5. Secure matching technology

Among the types of data utilization expected in the Trusted Data Space, sharing and analyzing data across industries and organizations for a common target is particularly important and desired. However, from the viewpoint of confidentiality and personal-information protection, data in an organization cannot be freely shared with others for statistical analysis. Secure matching technology enables secure cross-analysis of data by anonymously collating personal information and business data held by an organization between two parties without disclosing the content to the other party.

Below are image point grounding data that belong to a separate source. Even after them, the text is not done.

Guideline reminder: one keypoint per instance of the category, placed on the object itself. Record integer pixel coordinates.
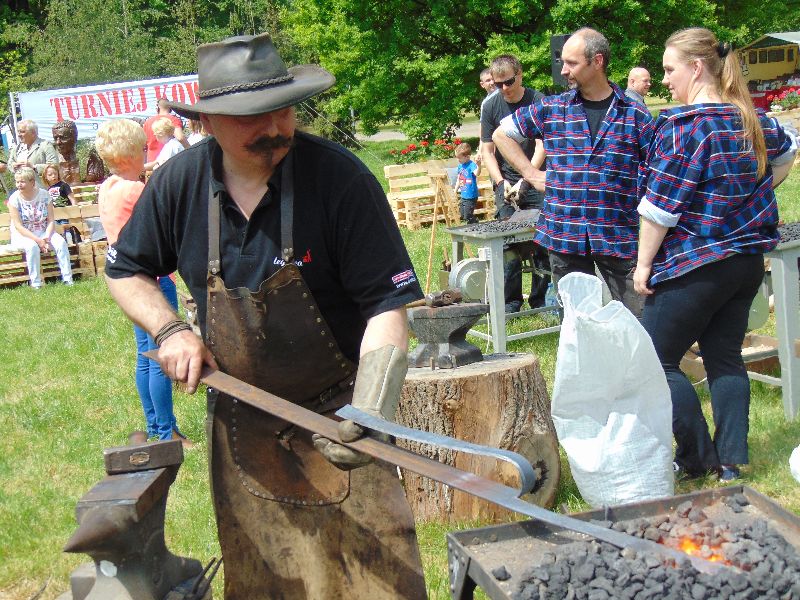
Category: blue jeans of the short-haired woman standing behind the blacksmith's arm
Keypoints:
(155, 388)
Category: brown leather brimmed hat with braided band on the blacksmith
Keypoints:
(245, 75)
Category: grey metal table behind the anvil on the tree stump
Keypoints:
(490, 244)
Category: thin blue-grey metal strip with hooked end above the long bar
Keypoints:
(527, 476)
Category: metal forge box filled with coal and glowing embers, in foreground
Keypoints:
(522, 560)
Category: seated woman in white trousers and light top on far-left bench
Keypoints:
(33, 229)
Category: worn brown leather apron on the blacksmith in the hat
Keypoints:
(291, 525)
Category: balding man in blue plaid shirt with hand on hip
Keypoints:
(595, 138)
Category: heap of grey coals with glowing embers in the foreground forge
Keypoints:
(762, 564)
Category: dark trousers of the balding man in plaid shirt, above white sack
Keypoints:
(616, 272)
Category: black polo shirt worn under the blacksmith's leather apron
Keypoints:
(346, 241)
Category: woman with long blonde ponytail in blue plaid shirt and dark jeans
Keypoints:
(708, 216)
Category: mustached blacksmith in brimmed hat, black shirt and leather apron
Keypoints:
(288, 245)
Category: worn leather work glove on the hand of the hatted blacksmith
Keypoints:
(380, 378)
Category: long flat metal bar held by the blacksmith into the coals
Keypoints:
(470, 483)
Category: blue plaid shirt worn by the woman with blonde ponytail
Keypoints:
(702, 183)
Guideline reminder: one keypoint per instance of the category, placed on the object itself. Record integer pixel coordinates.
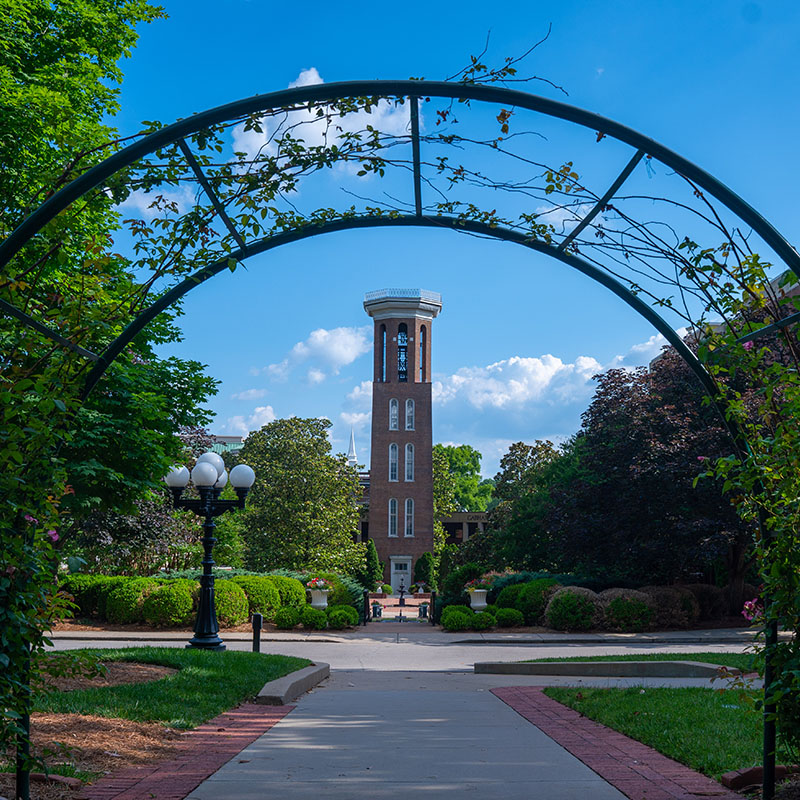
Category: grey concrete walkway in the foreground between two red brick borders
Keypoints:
(400, 737)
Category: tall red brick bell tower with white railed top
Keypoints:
(401, 474)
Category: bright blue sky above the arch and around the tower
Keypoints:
(520, 336)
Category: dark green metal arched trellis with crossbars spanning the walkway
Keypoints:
(414, 90)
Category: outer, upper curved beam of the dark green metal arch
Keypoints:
(382, 88)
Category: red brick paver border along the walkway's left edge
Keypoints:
(200, 754)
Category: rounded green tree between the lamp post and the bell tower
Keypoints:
(302, 511)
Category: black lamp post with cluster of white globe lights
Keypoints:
(209, 478)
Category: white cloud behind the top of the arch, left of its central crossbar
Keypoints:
(314, 130)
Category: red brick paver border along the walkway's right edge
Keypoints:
(638, 771)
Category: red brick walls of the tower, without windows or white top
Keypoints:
(418, 389)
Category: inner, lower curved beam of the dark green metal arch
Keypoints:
(402, 221)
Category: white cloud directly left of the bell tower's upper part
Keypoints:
(326, 350)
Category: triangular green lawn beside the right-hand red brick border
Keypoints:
(710, 730)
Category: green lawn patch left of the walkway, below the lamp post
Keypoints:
(207, 684)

Whereas the data sandbox technology and secure computation technology can execute arbitrary data processing, secure matching technology focuses on data exchange and aggregation processing between two parties, so that each data owner can safely conduct integrated analysis by introducing a simple system into their company and exchanging data.

There are two technological advances in secure matching. The first is a protocol for securely combining and totaling data while keeping them encrypted using advanced cryptography such as commutative hash functions and homomorphic encryption. The other is differential privacy, which adds noise at high speed while maintaining encryption to protect privacy so that the original data will not be known even from the aggregate results. We want to combine secure matching technology with other secure data-distribution technologies developed by NTT to create the Trusted Data Space for reliable data distribution. Secure matching technology is also being used in demonstration experiments at Japan Airlines (JAL), JAL Card, and NTT DOCOMO to improve customer experience and use data to solve social issues.

6. Technology selection for secure data utilization

There is much overlap in the use cases covered with the above technologies. Ultimately, if there were a technology that could theoretically process sensitive data securely and quickly and pass only the necessary results to those who need them, all use cases could be handled. However, no such technology currently exists. Therefore, better technologies need to be determined and applied as appropriate in accordance with the characteristics of the target data, requirements of the parties involved, and legal regulations. Figure 3 illustrates the different uses of technology that we consider. Secure matching technology can be used when one wants to conduct statistical analysis on a dataset with identifiers (IDs) that can be collated and combined with data from other organizations. This is especially useful when conducting marketing analysis while maintaining the anonymity of personal information. While secure computation is highly secure because it executes operations on the basis of cryptographic theoretical security, data sandbox technology is characterized by its high processing speed and ability to execute algorithms almost without modification because it uses hardware-based memory encryption. Therefore, a processing method needs to be determined that balances safety and performance as required by the use case.

Fig. 3. Application areas of each technology.

7. Future developments

To achieve the Trusted Data Space to distribute data in which new value is created in a cascading manner, progress must be made in not only the technologies introduced in this article but also various other areas such as searching and matching reliable data and analysts, standardizing data formats, promoting interconnection with existing data spaces, and creating value through AI. We will continue to promote these research and development efforts through collaboration and technical verification with a wide range of partners.